In enteric synaptosomes of the rat, the role of voltage-dependent Ca(2+) channels in K(+)-induced VIP release and nitric oxide (NO) synthesis was investigated. Basal VIP release was 39 +/- 4 pg/mg, and cofactor-substituted NO synthase activity was 7.0 +/- 0.8 fmol. mg(-1). min(-1). K(+) depolarization (65 mM) stimulated VIP release Ca(2+) dependently (basal, 100%; K(+), 172.2 +/- 16.2%; P < 0.05, n = 5). K(+)-stimulated VIP release was reduced by blockers of the P-type (omega-agatoxin-IVA, 3 x 10(-8) M) and N-type (omega-conotoxin-GVIA, 10(-6) M) Ca(2+) channels by ~50 and 25%, respectively, but not by blockers of the L-type (isradipine, 10(-8) M), Q-type (omega-conotoxin-MVIIC, 10(-6) M), or T-type (Ni(2+), 10(-6) M) Ca(2+) channels.

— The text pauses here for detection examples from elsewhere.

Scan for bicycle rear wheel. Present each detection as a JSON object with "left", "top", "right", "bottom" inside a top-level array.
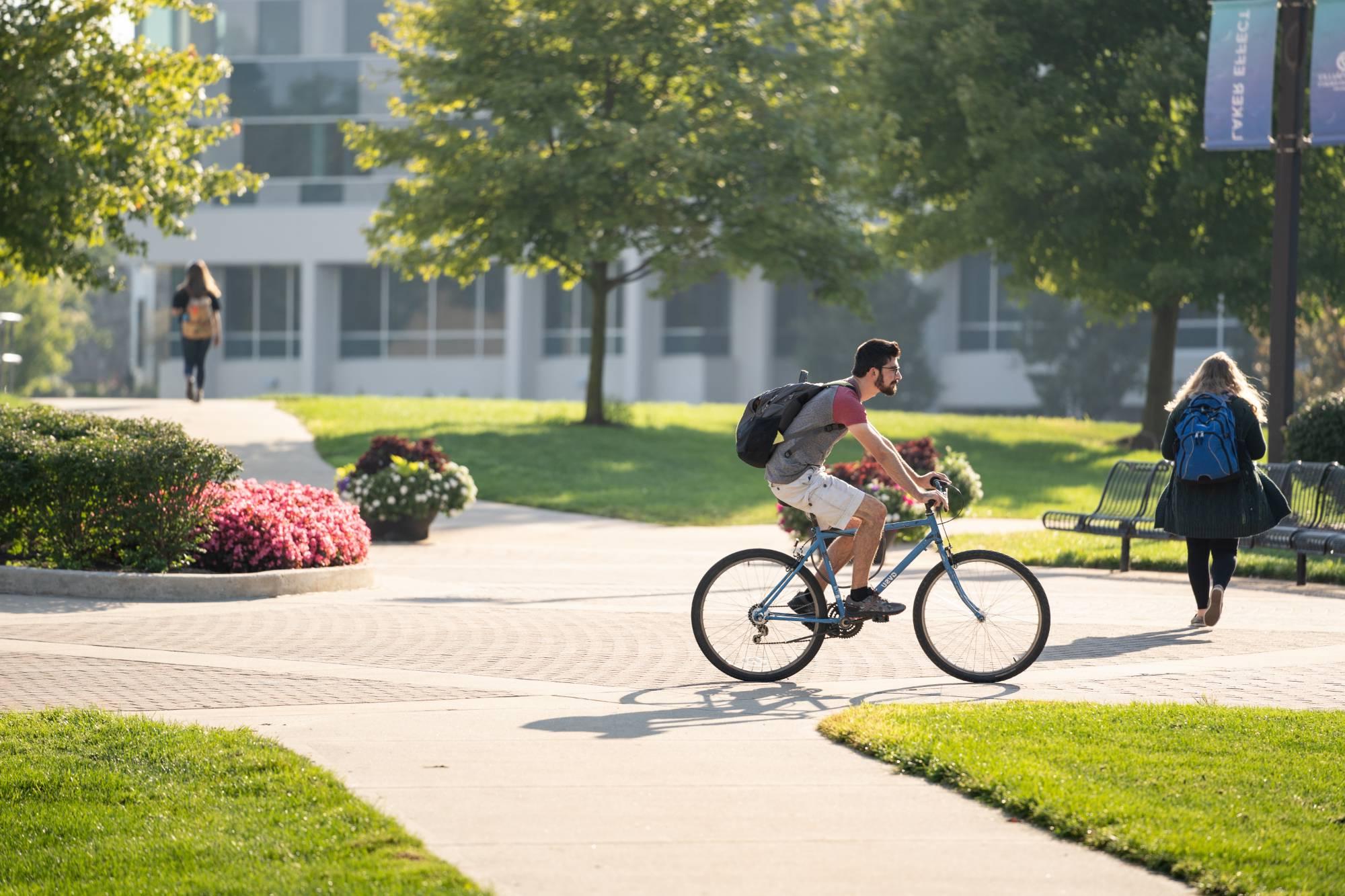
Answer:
[
  {"left": 691, "top": 548, "right": 827, "bottom": 681},
  {"left": 912, "top": 551, "right": 1050, "bottom": 682}
]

In contrast, NO synthesis was suppressed by omega-agatoxin-IVA, omega-conotoxin-GVIA, and isradipine by ~79, 70, and 70%, respectively, whereas Ni(2+) and omega-conotoxin-MVIIC had no effect. These findings are suggestive of a coupling of depolarization-induced VIP release primarily to the P- and N-type Ca(2+) channels, whereas NO synthesis is presumably dependent on Ca(2+) influx not only via the P- and N- but also via the L-type Ca(2+) channel. In contrast, none of the Ca(2+) channel blockers affected VIP release evoked by exogenous NO, suggesting that NO induces VIP secretion by a different mechanism, presumably involving intracellular Ca(2+) stores.